The goal of this notebook is to make functions to make recommendations for the data we scraped and then choose the function that makes the best recommendations

In [1]:
import pandas as pd

In [2]:
sim = pd.read_csv('../data_for_notebooks/recommendation_matrix.csv') 
sim_1 = pd.read_csv('../data_for_notebooks/recommendation_matrix_wo_tfidf.csv')
sim_2 = pd.read_csv('../data_for_notebooks/recommendation_matrix_w_lem.csv')
sim_3 = pd.read_csv('../data_for_notebooks/recommendation_matrix_w_lem_wo_tfidf.csv')
df = pd.read_csv('../data_for_notebooks/recomm_df.csv')
sim_cat = pd.read_csv('../data_for_notebooks/recommendation_df_cat.csv')
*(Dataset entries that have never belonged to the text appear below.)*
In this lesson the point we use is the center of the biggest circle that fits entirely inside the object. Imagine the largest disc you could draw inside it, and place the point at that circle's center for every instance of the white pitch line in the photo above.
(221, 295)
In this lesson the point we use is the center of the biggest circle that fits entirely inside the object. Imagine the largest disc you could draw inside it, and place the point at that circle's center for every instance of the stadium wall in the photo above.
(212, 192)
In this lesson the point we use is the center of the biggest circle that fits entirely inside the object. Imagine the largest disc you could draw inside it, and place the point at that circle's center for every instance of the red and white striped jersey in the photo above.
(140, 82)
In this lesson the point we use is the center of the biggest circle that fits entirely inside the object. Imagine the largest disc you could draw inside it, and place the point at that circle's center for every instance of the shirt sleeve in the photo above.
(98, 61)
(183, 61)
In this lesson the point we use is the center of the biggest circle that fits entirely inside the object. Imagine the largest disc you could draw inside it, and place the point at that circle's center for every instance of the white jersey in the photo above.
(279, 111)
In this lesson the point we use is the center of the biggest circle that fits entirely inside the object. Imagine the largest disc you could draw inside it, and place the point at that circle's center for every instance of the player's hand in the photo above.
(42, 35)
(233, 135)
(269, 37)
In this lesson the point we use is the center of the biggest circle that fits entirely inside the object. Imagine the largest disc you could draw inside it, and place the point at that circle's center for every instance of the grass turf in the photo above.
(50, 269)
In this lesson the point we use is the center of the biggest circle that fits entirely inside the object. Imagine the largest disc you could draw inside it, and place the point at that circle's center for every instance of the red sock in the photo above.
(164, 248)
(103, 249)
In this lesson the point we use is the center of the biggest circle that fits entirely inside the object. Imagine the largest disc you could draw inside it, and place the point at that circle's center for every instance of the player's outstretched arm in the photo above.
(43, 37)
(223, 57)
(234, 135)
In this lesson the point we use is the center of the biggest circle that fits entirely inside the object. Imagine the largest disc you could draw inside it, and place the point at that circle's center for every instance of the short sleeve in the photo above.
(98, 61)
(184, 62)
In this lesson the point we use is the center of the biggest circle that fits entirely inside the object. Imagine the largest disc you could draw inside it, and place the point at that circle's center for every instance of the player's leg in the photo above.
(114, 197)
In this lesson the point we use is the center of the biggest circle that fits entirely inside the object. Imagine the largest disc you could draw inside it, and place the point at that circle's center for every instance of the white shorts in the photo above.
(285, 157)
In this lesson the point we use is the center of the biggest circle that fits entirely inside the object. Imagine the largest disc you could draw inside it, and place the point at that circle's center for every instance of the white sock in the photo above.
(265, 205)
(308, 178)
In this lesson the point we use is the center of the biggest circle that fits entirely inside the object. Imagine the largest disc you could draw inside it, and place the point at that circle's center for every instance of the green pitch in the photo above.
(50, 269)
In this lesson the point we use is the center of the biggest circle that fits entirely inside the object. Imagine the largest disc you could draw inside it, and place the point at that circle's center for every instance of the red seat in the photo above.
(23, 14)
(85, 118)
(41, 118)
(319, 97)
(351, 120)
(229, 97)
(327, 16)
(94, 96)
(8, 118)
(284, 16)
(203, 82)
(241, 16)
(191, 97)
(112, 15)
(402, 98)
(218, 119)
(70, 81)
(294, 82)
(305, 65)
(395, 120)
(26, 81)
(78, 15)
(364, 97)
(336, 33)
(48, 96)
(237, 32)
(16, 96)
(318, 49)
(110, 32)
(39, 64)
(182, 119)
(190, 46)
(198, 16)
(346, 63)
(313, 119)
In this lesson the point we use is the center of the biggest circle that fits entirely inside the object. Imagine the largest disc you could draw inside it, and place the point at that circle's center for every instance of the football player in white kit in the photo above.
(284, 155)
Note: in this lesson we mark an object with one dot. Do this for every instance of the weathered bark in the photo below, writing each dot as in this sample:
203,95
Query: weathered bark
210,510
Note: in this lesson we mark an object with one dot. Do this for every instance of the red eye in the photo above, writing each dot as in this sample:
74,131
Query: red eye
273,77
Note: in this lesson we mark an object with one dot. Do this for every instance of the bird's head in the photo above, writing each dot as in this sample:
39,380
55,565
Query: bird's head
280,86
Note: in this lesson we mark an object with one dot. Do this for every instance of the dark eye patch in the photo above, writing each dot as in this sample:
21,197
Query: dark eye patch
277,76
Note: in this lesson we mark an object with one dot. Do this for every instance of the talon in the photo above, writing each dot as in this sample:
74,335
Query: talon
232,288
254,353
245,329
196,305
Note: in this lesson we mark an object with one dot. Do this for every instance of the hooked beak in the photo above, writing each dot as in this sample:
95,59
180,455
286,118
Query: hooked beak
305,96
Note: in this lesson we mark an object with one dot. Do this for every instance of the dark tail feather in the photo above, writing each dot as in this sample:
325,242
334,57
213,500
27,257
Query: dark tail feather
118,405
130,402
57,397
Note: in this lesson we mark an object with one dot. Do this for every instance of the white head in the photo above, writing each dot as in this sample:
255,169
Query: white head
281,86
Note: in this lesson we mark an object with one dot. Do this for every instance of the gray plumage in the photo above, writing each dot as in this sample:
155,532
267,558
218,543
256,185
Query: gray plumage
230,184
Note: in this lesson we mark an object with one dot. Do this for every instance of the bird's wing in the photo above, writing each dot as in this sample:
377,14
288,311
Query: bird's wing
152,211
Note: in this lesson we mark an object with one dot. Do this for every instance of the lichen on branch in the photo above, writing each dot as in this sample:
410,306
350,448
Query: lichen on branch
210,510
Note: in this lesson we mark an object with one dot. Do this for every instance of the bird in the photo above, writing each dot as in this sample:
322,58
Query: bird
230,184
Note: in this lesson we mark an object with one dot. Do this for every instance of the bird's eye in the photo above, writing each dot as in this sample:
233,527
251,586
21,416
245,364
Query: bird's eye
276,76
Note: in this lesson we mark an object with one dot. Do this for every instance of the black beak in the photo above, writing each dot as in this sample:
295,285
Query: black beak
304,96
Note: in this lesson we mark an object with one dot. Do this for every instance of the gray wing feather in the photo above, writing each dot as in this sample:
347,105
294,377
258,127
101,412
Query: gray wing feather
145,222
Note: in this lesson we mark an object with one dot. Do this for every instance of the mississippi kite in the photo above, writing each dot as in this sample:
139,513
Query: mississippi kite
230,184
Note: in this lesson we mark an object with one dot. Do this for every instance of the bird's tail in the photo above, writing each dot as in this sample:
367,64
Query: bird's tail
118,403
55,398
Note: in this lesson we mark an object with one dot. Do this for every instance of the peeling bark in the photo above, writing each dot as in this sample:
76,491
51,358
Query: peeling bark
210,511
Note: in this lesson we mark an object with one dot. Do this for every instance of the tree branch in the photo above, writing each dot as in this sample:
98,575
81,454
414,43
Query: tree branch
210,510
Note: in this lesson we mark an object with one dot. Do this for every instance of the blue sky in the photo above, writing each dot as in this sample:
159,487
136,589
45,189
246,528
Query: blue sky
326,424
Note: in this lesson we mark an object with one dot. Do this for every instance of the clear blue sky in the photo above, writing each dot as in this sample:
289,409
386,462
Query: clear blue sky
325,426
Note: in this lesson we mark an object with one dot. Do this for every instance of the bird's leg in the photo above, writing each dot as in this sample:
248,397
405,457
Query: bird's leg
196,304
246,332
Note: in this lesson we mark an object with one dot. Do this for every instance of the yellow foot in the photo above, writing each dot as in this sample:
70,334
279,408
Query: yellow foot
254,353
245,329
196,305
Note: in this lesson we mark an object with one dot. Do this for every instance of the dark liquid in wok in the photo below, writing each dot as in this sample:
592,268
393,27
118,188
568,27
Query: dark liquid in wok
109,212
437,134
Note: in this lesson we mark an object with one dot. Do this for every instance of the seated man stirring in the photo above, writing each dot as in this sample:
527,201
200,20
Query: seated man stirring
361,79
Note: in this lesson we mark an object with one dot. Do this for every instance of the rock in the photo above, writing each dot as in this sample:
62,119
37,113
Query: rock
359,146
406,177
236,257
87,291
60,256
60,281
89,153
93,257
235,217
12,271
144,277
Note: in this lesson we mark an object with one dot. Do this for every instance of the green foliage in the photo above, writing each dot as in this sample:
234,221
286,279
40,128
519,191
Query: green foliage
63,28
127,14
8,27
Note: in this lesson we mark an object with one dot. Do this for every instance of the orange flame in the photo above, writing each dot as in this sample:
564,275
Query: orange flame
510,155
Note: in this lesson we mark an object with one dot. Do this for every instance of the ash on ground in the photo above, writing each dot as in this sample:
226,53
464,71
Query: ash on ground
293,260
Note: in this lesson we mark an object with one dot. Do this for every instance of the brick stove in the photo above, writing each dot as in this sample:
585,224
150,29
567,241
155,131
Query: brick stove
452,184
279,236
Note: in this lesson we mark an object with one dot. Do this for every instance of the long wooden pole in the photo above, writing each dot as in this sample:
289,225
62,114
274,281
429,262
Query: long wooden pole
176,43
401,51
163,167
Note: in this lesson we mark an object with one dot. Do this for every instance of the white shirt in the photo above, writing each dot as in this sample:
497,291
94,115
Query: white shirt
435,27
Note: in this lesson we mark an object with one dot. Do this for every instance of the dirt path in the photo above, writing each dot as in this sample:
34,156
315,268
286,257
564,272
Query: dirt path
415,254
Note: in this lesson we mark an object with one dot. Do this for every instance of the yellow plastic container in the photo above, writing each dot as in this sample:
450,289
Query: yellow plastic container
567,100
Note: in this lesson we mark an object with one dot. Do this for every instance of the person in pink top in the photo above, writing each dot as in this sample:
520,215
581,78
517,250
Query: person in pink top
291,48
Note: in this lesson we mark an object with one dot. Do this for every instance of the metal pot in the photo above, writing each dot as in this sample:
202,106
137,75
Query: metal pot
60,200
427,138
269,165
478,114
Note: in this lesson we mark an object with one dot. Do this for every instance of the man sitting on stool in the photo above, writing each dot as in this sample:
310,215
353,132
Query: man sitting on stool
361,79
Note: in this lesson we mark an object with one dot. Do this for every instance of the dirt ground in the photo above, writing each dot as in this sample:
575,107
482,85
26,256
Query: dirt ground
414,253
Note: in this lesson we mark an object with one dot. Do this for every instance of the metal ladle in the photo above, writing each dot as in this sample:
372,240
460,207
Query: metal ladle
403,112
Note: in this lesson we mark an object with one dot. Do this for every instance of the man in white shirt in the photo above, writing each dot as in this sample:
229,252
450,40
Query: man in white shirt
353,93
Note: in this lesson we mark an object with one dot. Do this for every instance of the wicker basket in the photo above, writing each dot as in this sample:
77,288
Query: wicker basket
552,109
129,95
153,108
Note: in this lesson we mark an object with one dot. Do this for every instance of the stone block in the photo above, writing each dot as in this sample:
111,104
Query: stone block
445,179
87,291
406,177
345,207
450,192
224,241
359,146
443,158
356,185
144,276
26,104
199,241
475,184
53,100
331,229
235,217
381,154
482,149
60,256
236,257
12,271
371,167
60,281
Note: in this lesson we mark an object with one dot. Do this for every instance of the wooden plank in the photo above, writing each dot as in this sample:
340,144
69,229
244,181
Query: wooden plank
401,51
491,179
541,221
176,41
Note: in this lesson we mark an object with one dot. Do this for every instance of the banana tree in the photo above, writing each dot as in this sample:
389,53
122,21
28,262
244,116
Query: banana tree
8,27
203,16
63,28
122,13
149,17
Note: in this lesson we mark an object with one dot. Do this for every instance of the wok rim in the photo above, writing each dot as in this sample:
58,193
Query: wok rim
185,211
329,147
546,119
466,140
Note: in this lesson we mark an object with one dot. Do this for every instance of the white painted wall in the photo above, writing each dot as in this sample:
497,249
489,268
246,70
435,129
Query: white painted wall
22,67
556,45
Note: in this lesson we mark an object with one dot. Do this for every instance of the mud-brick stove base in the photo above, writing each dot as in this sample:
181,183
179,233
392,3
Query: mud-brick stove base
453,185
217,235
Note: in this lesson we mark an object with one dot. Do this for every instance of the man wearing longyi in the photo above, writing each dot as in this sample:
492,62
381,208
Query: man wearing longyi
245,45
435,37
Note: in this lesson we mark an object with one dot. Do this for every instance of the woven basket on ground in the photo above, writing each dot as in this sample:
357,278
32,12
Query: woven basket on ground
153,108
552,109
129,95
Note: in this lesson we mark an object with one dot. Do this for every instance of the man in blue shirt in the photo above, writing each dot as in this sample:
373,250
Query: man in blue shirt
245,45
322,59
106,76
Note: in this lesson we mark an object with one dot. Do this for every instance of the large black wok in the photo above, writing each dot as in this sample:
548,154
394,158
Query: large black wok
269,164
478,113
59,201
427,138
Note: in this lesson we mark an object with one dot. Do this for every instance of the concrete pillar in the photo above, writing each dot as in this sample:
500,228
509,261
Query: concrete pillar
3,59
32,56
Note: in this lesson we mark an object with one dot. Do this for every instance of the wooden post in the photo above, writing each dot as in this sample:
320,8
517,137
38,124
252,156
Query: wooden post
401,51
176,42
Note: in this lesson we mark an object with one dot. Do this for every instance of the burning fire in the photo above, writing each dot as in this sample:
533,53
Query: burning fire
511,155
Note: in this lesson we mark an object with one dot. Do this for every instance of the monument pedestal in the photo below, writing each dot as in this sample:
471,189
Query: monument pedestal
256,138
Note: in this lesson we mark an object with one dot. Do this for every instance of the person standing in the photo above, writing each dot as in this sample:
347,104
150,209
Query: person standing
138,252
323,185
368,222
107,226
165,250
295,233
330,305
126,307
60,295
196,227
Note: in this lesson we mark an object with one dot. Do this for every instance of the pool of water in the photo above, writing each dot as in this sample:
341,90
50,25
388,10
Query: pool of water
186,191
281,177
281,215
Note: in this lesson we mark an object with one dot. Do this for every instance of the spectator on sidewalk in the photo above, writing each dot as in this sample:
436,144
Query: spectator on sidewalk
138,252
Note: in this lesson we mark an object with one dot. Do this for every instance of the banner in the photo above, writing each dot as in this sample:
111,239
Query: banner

Thus we have the following dataframes loaded: 

**sim** : similarity matrix with stemming and tfidf

**sim_1** : similarity matrix made without using tfidf but with stemming

**sim_2** : similarity matrix made with lemmatizing and tfidf

**sim_3** : similarity matrix made with lemmatization and without tfidf

**sim_cat** : similarity matrix made using category column and with stemming but without tfidf

**df** : dataframe with all the internships

In [3]:
# setting id column as index
sim.set_index('id', inplace = True)
sim_1.set_index('id', inplace = True)
sim_2.set_index('id', inplace = True)
sim_3.set_index('id', inplace = True)
sim_cat.set_index('id', inplace = True)

Making the recommendation function:

In [4]:
def make_recs(sim, df, i, n):
    '''
    returns a dataframe of top n recommendations, based on the similarity matrix provided and dataframe 
    provided, for a user who viewed the internship with the ith ID.
    
    INPUT:
    sim - similarity matrix(dataframe)
    df - original dataframe with all the data
    i - id of the internship that was viewed by the user
    n - top n recommendations to be made to the user 
    
    OUTPUT:
    recs_df - dataframe consisting of the recommended internships
    
    '''
    ith_series = sim.loc[:,str(i)]
    ith_series = ith_series.sort_values(ascending = False)
    recs = ith_series.head(n+1).index.tolist()
    
    # what might happen is that multiple elements attain maximum similarity value. Then it is possible that 
    # we don't get i in our recs. so for that the below is done. 
    if i in recs: 
        recs.remove(i)
    else:
        recs = recs[:-1]
        
    # below ensures that the order of the recommendations is as in recs cause otherwise the use of .isin
    # reorders recs in the way they appear in df, i.e, in ascending order
    recs_df = df[df.id.isin(recs)].set_index('id').T[recs].T.reset_index()
    
    return recs_df

Running an example below for all the similarity matrices :

In [5]:
# original internship viewed by the user
df[df.id == 110]

Unnamed: 0,id,job_title,company_name,job_loc,details,category,compensation,start,end,skills,href
106,110,hr recruitment intern,infytalent hr services,pune,we are looking for hr traineeresponsib...,human resources recruiter,paid,2019-02-17,2019-12-30,agreeableness,http://letsintern.com/internship/Human-Resourc...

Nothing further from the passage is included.